Life of the unemployed, recently graduated 20-something woman who is no longer a student and has no idea what the hell she is doing. That's the title I want to put for my daylog. It is the state I am in and I don't like it. It is a state of limbo, a state where avoiding people who know me is preferable, if only to avoid the standard question, ''so what are you doing now?'' How do I explain that I'm doing nothing? There is the feeling of pride that I completed a difficult program (difficult for me) and the feeling of shame that I have not found employment yet, nor have I been looking very hard. I'm at the point where I need to decide, do I look for a MLA job, or do I fall back on my BA to help me get a government job? Or do I do something completely different. Do I do something crazy like open up my own business or write a book and become instantly and wildly successful? I think everyone knows the odds of that last option happening. The worst part of the situation is that I feel people expect MORE of me, if only because I have post-secondary education, which by the way is overrated. I lack faith in my own personality and social connections, which are the most important things when it comes to getting hired, or so I am told.

But at least I have an interview tomorrow morning for a volunteer job at a blood donation bank. I want to see how the blood donation process works. I hate giving blood but I know how to take it from other people. I can do capillary punctures and venous punctures, also known as phlebotomy. Maybe if they like me as a volunteer they'll hire me on as a phlebotomist when they get more job openings. Plus I know someone who wants to work there as a nurse, so I'll have the inside information and connections to help her out. My plan is a networking ploy and that's about it. I need the experience on my resume, I need more references and I need more people to help me out with the job search.
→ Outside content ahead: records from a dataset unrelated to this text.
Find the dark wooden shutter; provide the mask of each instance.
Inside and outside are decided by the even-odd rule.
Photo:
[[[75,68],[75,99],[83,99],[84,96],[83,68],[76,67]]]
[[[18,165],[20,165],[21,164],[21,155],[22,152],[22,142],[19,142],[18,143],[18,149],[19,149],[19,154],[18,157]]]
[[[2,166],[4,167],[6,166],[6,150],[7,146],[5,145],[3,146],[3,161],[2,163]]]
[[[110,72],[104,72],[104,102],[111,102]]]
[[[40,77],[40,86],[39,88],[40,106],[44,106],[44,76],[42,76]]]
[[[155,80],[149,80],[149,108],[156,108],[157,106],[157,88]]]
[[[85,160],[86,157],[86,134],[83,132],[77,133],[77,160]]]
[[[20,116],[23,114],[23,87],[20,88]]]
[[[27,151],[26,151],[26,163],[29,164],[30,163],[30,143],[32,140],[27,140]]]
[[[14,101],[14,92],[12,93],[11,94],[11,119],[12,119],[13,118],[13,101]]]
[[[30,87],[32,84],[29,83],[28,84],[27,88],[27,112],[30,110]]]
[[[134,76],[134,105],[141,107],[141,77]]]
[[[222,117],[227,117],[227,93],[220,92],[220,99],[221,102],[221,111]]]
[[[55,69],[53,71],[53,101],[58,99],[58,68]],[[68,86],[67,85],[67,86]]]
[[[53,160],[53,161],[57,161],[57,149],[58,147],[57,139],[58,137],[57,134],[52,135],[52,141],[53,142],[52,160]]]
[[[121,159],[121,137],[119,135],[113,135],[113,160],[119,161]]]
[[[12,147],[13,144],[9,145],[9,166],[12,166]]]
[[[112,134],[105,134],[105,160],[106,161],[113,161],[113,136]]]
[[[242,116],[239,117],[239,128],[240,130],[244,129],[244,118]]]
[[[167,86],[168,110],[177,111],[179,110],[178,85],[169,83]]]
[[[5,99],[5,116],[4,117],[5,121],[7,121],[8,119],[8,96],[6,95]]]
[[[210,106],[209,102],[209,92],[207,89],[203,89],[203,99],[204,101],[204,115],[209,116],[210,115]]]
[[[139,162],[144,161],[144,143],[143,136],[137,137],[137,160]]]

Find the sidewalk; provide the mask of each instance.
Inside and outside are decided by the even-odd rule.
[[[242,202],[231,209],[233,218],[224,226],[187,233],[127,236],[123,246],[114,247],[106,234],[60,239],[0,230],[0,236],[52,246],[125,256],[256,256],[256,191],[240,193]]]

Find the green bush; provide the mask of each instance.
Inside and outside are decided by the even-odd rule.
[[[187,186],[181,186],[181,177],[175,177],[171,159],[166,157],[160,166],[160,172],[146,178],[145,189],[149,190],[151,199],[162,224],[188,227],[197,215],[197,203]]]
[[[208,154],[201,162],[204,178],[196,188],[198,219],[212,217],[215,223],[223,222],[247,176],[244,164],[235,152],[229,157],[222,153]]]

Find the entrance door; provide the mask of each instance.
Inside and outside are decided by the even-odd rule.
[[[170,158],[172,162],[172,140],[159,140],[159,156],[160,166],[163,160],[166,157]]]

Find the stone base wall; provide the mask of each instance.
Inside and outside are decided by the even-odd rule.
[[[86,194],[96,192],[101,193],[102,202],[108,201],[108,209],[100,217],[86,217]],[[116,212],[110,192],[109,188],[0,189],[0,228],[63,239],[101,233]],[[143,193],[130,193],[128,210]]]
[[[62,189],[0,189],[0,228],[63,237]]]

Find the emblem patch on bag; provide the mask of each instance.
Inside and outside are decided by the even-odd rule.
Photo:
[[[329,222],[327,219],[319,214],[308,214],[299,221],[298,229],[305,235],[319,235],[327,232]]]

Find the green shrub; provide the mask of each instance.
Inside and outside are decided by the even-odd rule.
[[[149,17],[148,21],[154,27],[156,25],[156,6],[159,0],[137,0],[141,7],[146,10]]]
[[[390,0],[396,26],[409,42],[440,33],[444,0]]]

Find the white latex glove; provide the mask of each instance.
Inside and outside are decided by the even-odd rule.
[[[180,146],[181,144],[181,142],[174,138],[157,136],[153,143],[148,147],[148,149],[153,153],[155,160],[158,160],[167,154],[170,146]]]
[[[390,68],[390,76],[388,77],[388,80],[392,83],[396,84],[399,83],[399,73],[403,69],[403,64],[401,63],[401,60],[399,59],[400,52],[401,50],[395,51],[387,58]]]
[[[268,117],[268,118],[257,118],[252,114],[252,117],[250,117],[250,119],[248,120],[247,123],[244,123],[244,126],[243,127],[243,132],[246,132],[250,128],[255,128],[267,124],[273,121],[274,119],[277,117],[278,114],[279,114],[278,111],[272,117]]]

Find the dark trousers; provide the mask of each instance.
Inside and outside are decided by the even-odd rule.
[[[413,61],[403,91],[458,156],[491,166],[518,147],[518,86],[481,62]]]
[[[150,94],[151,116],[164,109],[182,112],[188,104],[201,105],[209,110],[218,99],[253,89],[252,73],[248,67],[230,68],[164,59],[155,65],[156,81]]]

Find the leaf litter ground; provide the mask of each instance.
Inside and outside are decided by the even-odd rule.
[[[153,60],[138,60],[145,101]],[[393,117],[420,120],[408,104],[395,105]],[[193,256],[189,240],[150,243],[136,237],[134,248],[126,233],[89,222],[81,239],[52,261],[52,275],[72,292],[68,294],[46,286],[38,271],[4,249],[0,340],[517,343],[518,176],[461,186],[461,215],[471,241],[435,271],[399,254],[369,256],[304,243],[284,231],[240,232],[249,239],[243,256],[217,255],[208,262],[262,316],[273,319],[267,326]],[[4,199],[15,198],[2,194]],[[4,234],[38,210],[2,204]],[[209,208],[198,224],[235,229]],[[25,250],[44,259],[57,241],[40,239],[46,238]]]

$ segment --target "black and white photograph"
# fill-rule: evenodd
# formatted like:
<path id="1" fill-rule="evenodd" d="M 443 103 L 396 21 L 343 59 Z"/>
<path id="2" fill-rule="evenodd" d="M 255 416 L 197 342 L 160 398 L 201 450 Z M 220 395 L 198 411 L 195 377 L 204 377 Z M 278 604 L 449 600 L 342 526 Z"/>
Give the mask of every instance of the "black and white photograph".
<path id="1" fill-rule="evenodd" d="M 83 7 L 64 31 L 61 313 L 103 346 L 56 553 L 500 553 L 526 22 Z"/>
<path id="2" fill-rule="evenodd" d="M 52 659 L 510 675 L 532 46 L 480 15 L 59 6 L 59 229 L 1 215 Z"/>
You need to know the right people; that is how it works in the field, or at least that's how it works in this city I live in.

Those were the thoughts running through my head when I woke up this morning. I felt the weight of a warm body against my head. Kimo, the grey and white cat, sits on my head every single morning and no amount of throwing him off the bed ever does me any good. He is here to stay, which is comforting and annoying at the same time. I get out of bed and walk down the hallway and straight to the kitchen where the coffee maker is. Kimo follows me. I need my coffee or I can't function. I need my caffeine and I need the soothing routine that goes with it. I like cleaning the pool of yesterday's coffee that sits at the bottom of the coffee carafe. I like to throw out the old coffee grinds and insert a new, white filter and then carefully measure out the spoonfuls of fresh grinds. My measuring spoon holds two tablespoons, and I use a coffee:water ratio of 1scoop:1cup for a total of two cups of coffee for myself, three cups if my boyfriend is here too. You'll have to pardon my math skills; it's been a few months since I bothered with ratios and now I forget how to properly use them. But you get the idea. Kimo is staring at me expectantly. Eowyn, the younger cat, is nowhere to be seen. The food bowls are empty so I pour more catfood into them and refresh the water bowls while the coffee brews. I like the gurgling sound it makes. I put away a few of the clean dishes that sit in the drying rack beside the sink, and then I go to the washroom to brush the morning breath out of my mouth. The coffee machine beeps to indicate it is done. I pour hot dark liquid into my sunflower mug followed by too much cream. We're almost out of cream.

This is the beginning of my day of the rest of my life. I hate the beginning of the day because that is when you need to decide what you are doing that day, unless you are one of those organized people who plan everything the night before or even several days in advance. I need a job, my boyfriend and I nearly broke up last night, and my life is a big question mark. I think it's okay to take it one day at a time. Maybe tomorrow I'll know what to do.